In the last weeks, a series of news regarding Kazakhstan’s January parliamentary elections have brought Nur-Sultan back to the centre of Central Asian affairs after weeks dominated by the events unfolding in Kyrgyzstan. The renaming of parties, an announcement by the country’s only real opposition party and the return of Dariga Nazarbayeva are the latest novelties in Kazakhstan’s electoral cycle.
New names, old parties
Political parties in Kazakhstan, with one exception, are tools used by the regime to give an image of a multiparty democracy. However, that is far from the truth. Besides Nur Otan, Nursultan Nazarbayev’s party, there are other organisations that play the role of the opposition but that in reality are pro-government entities. That is the case of the Communist People’s Party and Birlik (Unity). In an effort to rebrand themselves, the former dropped the word ‘Communist’, now becoming simply the People’s Party, and the latter renamed itself to Adal (Honesty).
That doesn’t change the fact that the (Communist) People’s Party is a docile splinter from the true Communist Party of Kazakhstan, which was later banned by the authorities.
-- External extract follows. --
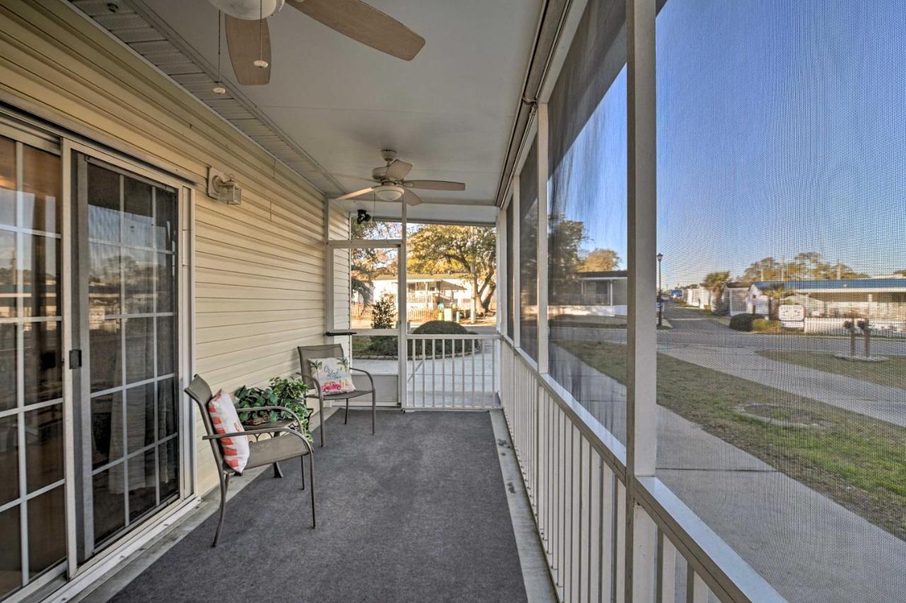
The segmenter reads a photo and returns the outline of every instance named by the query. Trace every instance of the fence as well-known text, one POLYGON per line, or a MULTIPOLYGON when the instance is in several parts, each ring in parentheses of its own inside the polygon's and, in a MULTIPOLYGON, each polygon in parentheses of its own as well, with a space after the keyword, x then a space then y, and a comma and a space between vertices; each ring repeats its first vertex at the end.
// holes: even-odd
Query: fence
POLYGON ((408 339, 408 407, 498 407, 497 335, 410 334, 408 339))
POLYGON ((659 479, 628 474, 623 445, 521 351, 500 345, 504 415, 561 600, 624 601, 628 579, 659 603, 784 600, 659 479), (639 505, 630 512, 627 480, 639 505), (633 522, 656 529, 657 555, 635 555, 630 574, 633 522))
Similarly, Adal is one of the other pro-government parties that is irrelevant in Kazakhstan’s politics. They might change their names, but everything else remains the same.
Pulling out of the race
While most of the political parties are pro-governmental organisations, there is one that can be considered as genuine opposition: the National Social Democratic Party (NSDP). From the six parties to contest the elections, the NSDP was the only one that did not follow the authorities’ designs. However, that will no longer be the case. In the congress celebrated on the November 27, the NSDP voted not to participate in the elections.
“This election campaign does not differ from the previous one: the same rules, the same law, the same procedures, the same political parties. I am sure that the announced figures and results are already being prepared in advance at the top. It will be so, nothing new. The authorities need, like air, our participation to legitimize the elections. The NSDP should not become an instrument in the hands of the authorities. We must boycott the elections,” announced the party’s chairman.
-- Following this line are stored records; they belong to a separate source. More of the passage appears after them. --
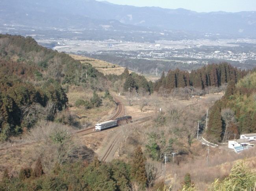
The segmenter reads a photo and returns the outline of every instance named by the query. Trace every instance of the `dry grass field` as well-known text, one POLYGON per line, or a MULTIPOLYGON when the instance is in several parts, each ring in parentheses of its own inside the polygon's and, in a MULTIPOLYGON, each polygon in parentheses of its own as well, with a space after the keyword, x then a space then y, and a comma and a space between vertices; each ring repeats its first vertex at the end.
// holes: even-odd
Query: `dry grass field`
MULTIPOLYGON (((124 72, 124 71, 125 69, 125 67, 117 64, 114 64, 100 60, 76 55, 69 54, 69 55, 74 59, 79 60, 82 64, 86 64, 88 63, 91 64, 93 66, 96 68, 99 72, 103 73, 104 75, 109 74, 120 75, 124 72)), ((129 71, 130 73, 132 72, 130 70, 129 70, 129 71)), ((137 73, 141 74, 139 73, 137 73)), ((159 76, 155 76, 144 75, 143 75, 147 80, 152 82, 156 81, 160 78, 159 76)))
MULTIPOLYGON (((91 64, 93 67, 104 75, 108 74, 120 75, 124 72, 125 69, 124 67, 100 60, 76 55, 70 54, 69 55, 74 59, 79 60, 82 64, 91 64)), ((130 71, 130 72, 131 72, 130 71)))
MULTIPOLYGON (((69 87, 67 93, 69 103, 72 107, 69 111, 72 113, 79 117, 78 119, 82 127, 93 126, 98 122, 108 120, 113 115, 115 112, 116 105, 113 102, 104 99, 102 100, 102 105, 96 108, 90 109, 86 109, 84 107, 76 107, 75 103, 78 100, 90 101, 93 96, 92 90, 88 89, 83 89, 81 87, 71 86, 69 87)), ((98 93, 100 96, 104 95, 104 92, 98 93)))

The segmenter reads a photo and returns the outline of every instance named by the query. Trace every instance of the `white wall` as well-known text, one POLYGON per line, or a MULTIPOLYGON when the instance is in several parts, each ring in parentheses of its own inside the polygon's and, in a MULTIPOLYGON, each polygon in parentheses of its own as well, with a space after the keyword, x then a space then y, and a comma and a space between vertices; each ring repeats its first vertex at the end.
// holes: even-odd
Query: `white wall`
POLYGON ((228 148, 234 149, 235 147, 239 147, 241 145, 234 140, 228 141, 228 148))
POLYGON ((247 139, 248 140, 256 140, 256 136, 246 136, 245 135, 241 135, 240 136, 240 138, 243 138, 244 137, 245 139, 247 139), (255 138, 254 139, 254 138, 255 138))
The NSDP had received the support of Mukhtar Ablyazov, a controversial opposition figure based abroad, something which could have worked against the party. After their withdrawal, Ablyazov declared that the socialdemocrats were actually following the government’s orders.
Given that the elections are not going to be free nor fair, the NSDP’s decision is of a symbolic nature. They would probably have not gain any seats in the parliament, but it goes to show the lack of freedoms and democracy in Kazakhstan.
Dariga is back
In early May, a statement raised eyebrows in Kazkahstan. Dariga Nazarbayeva, the daughter of Nursultan Nazarbayev, had been dismissed as chairman of the Senate, one of the country’s top positions. Much was speculated about what could have caused her fall, but she is now back in the first line of Kazakh politics, albeit in a less relevant role.
During its congress celebrated on November 25, Nur Otan published the list of its 126 candidates to the parliament. Among them was Dariga. It is not clear what the reasons behind her return are. Perhaps she has now learnt her lesson, whatever that was, and she has been allowed back into politics. However, for the time being, she will be an MP, a demotion compared to the role she used have earlier this year.
The parliamentary and local elections that will take place on January 10 will be yet another test to the power transition that started in 2019. And they will take place at a time when the pandemic has hit hard the people’s and government’s finances. The electoral results are a forgone conclusion. It is what happens next that will be important.